I have an internet-facing Raspberry Pi on a private internet connection and the last time I set it up, I didn't bother installing a way of blocking IP addresses from which too many SSH login attempts failed from attempting SSH logins in the near future because I simply don't see the point of it.
All this resulted in is log entries looking like this:
2016-10-01 14:28:25 root failed 119.249.54.88:56388
2016-10-01 14:28:26 root failed 121.18.238.104:43921
2016-10-01 14:28:27 root failed 119.249.54.88:56388
2016-10-01 14:28:28 root failed 121.18.238.104:43921
2016-10-01 14:28:30 root failed 119.249.54.88:56388
2016-10-01 14:28:30 root failed 121.18.238.104:43921
2016-10-01 14:28:34 root failed 121.18.238.104:41379
2016-10-01 14:28:35 root failed 121.18.238.104:41379
2016-10-01 14:28:35 root failed 119.249.54.88:60430
2016-10-01 14:28:37 root failed 121.18.238.104:41379
2016-10-01 14:28:37 root failed 119.249.54.88:60430
2016-10-01 14:28:41 root failed 121.18.238.104:42230
2016-10-01 14:28:41 root failed 119.249.54.88:60430
The log only shows login attempts via password since attempting to log in via public key authentication would be even more ridiculous.

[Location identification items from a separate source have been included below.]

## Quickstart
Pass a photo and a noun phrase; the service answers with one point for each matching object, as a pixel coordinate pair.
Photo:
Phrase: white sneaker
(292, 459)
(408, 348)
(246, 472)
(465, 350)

The vast majority of login attempts tries to log in as root
which in the case of my raspi of course can't even log in at all. So far, no login attempts even guessed a valid user name (pi
has been guessed quite often but it doesn't exist on my raspi), let alone one which even can log in via username and password.

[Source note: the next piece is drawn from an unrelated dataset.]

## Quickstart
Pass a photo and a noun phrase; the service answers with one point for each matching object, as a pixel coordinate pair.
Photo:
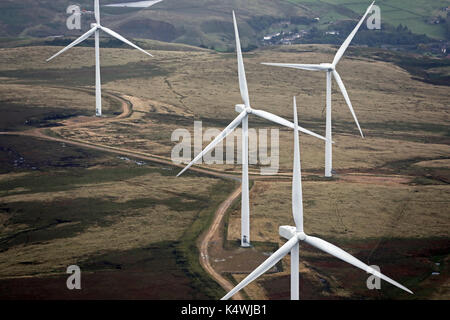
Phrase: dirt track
(212, 232)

Is there any security benefit of blocking such IP addresses for a few minutes? The chance of a system with only complex passwords (for the users which can log in via username and password) seems to be basically 0. Even with only an 8 character printable ASCII password (which would be pathetic, of course), the username guaranteed to be correct (since one should never assume a username to be a secret), and 100 login attempts per second (which my slow internet connection probably can't even handle), that's literally ~1 million years until expected success.

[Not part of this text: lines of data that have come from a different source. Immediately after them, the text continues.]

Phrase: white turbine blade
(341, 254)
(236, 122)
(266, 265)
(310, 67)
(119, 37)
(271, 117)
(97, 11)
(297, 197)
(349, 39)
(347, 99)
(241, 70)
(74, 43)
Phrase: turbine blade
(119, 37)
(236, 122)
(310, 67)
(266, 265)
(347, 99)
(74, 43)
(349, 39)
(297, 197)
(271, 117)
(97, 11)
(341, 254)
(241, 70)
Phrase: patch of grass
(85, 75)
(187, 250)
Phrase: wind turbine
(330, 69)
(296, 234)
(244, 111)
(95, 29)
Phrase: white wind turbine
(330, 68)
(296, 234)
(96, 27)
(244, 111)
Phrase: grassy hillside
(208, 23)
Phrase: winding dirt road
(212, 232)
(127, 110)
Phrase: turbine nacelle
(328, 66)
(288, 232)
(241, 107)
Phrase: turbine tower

If I block these login attempts, all I'm realistically going to do is to tell the attackers to go attack someone else and maybe lock myself out for a few minutes if I get a password wrong too often (happened only once thus far and I set the time to block to something like 2 minutes so I only had to wait for a short period of time). I don't see why this would be advised. It just seems so unnecessary. Am I missing something?